Pastor Stuckey, however, preached only about once a month and spent most of her time talking with church members who were grieving or facing big challenges.

"She was superb at doing that," said Zion Pastor Ronald D. Guengerich, "and incredibly appreciated by the congregation."

Pastor Stuckey, born Elizabeth Anne Woelfle in Kitchener, Ont., was raised Canadian Baptist.

But after her father died of cancer and her mother returned to work, she was sent to a Mennonite boarding school in Ontario.

She graduated from high school, skipping the 13th year that is traditional in Canada, and received a bachelor's degree in English from what was then Waterloo Lutheran University in Waterloo, Ont., at age 19.

In part because she was still so young, she decided to study further at the Associated Mennonite Biblical Seminary in Elkhart, Ind., and it was there she met her husband, a fellow student.

They married in 1974 and interrupted their seminary studies to teach at Hesston College in Kansas for a year. After Pastor Stuckey received a master's degree in Christian education, the couple spent 1976-1979 in Burkina Faso in Africa as representatives of Mennonite Central Committee, a relief organization, and she taught grades three through eight in an international school there.
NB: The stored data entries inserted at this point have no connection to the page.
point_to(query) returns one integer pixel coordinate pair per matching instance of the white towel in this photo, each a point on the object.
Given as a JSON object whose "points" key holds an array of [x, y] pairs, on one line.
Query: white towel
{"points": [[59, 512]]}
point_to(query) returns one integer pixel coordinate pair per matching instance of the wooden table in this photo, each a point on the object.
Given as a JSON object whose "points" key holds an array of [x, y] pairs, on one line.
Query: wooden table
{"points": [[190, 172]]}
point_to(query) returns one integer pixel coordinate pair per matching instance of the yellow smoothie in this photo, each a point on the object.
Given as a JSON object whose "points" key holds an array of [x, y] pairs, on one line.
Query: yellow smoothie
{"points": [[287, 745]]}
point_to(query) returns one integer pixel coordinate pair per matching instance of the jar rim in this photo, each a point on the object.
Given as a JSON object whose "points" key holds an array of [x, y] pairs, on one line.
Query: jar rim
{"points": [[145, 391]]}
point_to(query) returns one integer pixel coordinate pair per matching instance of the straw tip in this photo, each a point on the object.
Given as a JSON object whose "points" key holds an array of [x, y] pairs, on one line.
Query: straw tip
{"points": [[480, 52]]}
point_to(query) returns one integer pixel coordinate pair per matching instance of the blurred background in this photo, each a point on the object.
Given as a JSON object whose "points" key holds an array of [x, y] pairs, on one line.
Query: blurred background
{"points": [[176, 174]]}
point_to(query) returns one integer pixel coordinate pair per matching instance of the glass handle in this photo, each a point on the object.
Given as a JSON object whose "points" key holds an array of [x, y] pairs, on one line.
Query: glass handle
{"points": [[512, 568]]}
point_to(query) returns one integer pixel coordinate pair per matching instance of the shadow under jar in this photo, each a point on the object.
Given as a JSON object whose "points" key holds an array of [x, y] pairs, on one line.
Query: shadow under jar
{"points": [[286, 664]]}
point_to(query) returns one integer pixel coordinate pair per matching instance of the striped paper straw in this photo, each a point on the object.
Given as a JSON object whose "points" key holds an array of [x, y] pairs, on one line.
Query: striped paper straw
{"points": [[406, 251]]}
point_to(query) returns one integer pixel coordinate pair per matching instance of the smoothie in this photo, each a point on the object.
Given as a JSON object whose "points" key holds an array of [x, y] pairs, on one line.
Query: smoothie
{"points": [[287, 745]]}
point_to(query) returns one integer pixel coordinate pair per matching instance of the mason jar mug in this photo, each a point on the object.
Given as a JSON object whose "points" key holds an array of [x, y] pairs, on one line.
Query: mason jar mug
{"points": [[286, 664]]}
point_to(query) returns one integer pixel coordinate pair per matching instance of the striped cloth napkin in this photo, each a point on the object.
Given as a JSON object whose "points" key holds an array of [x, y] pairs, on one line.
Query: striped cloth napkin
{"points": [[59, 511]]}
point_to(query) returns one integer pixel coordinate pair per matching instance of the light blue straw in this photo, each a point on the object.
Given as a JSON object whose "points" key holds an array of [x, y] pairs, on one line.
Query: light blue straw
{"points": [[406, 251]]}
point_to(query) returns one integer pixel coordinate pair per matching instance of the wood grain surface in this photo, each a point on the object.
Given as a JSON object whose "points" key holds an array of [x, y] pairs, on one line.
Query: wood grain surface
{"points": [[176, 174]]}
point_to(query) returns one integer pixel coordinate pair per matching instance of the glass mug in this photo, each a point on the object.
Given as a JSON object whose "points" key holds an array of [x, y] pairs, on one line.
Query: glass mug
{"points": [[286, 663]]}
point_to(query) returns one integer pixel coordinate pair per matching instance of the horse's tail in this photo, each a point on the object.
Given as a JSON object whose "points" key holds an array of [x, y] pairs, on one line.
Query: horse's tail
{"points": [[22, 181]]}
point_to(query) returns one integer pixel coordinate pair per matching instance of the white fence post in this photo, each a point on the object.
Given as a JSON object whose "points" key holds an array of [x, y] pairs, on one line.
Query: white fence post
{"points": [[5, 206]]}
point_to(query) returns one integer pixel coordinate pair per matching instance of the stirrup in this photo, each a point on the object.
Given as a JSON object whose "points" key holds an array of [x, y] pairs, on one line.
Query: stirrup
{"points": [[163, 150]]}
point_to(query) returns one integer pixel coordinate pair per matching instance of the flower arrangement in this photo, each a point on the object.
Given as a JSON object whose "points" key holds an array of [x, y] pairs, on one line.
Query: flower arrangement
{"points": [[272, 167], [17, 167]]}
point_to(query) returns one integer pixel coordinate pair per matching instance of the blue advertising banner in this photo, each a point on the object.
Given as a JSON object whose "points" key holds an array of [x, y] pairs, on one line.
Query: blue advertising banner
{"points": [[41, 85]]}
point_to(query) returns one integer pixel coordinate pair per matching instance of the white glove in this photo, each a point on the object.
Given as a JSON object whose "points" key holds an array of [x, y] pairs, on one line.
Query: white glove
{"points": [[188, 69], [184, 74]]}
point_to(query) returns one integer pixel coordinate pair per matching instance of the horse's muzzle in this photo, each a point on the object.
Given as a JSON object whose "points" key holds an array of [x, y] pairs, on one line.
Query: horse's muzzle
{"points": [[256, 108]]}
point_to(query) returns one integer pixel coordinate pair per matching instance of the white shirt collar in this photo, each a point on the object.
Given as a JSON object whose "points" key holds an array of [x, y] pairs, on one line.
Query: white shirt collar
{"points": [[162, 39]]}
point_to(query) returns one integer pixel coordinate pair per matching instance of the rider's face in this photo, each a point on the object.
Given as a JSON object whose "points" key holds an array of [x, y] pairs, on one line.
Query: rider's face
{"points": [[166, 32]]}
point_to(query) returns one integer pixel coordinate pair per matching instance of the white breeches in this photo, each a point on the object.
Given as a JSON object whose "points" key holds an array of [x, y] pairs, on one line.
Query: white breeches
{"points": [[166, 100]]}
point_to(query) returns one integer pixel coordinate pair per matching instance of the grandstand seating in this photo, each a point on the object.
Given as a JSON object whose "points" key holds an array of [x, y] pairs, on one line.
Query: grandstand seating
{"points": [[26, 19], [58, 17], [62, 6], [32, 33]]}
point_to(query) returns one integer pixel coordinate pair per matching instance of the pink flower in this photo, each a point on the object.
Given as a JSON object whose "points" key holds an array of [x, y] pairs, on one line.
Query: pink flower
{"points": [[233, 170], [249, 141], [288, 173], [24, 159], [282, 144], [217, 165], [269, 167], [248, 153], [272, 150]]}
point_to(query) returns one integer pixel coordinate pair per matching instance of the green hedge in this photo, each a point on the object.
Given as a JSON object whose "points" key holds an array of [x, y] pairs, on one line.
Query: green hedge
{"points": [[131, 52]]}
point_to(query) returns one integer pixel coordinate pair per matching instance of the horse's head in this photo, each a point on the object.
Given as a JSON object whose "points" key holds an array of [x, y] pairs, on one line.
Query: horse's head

When they returned to the states, they lived in Iowa where Pastor Stuckey became a chaplain at Parkview Manor nursing home in Wellman.

"That's where she got her first taste of the ministry," her husband said.

By 1987 she was licensed as a minister and in 1988 she became the first woman to be ordained by the Iowa-Nebraska Mennonite Conference.

She was an associate pastor and then a co-pastor at First Mennonite Church in Iowa City, Iowa, from 1987 to 1990.

The Stuckeys moved to southeast Michigan to be closer to his family in Fulton County and Pastor Stuckey became a preaching minister at Salem Mennonite Church in Waldron, Mich., in 1991. She stayed there until 2000 when she became an associate pastor at Zion, which typically draws 250 to 300 people on Sunday mornings.

Surviving are her husband, Terry; son, Matt; daughter, Leah; mother and stepfather, Elizabeth and Leonard Hagey; brother, John Woelfle, and stepbrother, John Arthur Hagey.

Visitation will be from 2 to 9 p.m. tomorrow and 10 a.m. to 1 p.m. Wednesday in Zion Mennonite Church fellowship hall. The funeral will be at 2 p.m. Wednesday in Sauder Village's Founders Hall, Archbold. Short Funeral Home is handling arrangements.

The family suggests tributes to Mennonite Central Committee.